= Melaspas =

Melaspas is a Balinese ritual cleansing and purification of buildings recently completed or newly reoccupied, including a rumah (home), kantor (office), toko (shop), and kandang (stables). Sometimes, culturally important objects like masks can be the subject of the ceremony to remove pollution.

Melaspas are carried out by Hindus in Bali, Indonesia. The word melaspas comes from Bali which consists of two words that MLAs and Pas. MLAs means dividing and Pas means to fit in. Melaspas also reflects that buildings are usually made up of two elements, namely wood and Batu (stone). For Balinese Hindus, this ceremony must be carried out and has become a tradition.

== Implementation ==
Melaspas ceremony classified into three categories ability to hold the ceremony, namely:
- Kanista ceremony held relatively small.
- Madyaupacara held classified as intermediate.
- The main ceremony held relatively large.

=== Ngayaban Caru ===
- Invite the Buta Kola.
- Provide labaan.
- Expel or return a variety of spirits who were living or inhabiting the building to its original place. And then bring is believed to be the god Hurdle means to deter the presence of spirits -roh bully.

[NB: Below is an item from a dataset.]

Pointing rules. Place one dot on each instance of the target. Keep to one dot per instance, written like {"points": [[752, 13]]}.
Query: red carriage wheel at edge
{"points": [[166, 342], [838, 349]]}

=== Ngayaban Pamlaspas ===
Ngayaban Pamlaspas are usually preceded by:
- Orti speech aimed at building mudra.
- Pairing ulap-ulap in buildings that are adapted to the type of building.
- If the building is a sacred place, the bottom of the building to be placed pedagingan dug hole and on the top is filled with lotus of Emas (gold).
- Pangurip-urip, namely charcoal diulaskan in each building that symbolizes the Tri Murti : Brahma, Vishnu and Iswara. Many Hindus believe that the building has been established that the spirit of life.
- Ngayaban fitting pamlaspas and also Ngayaban banten ayaban that begins by giving offerings to Sanggah Surya or piece of bamboo towering.
- Ngayaban caru prabot.

=== Ngeteg-Linggih ===
In a sacred place melaspas (palinggih), the ceremony at the level of middle and nistaning main can be executed at once.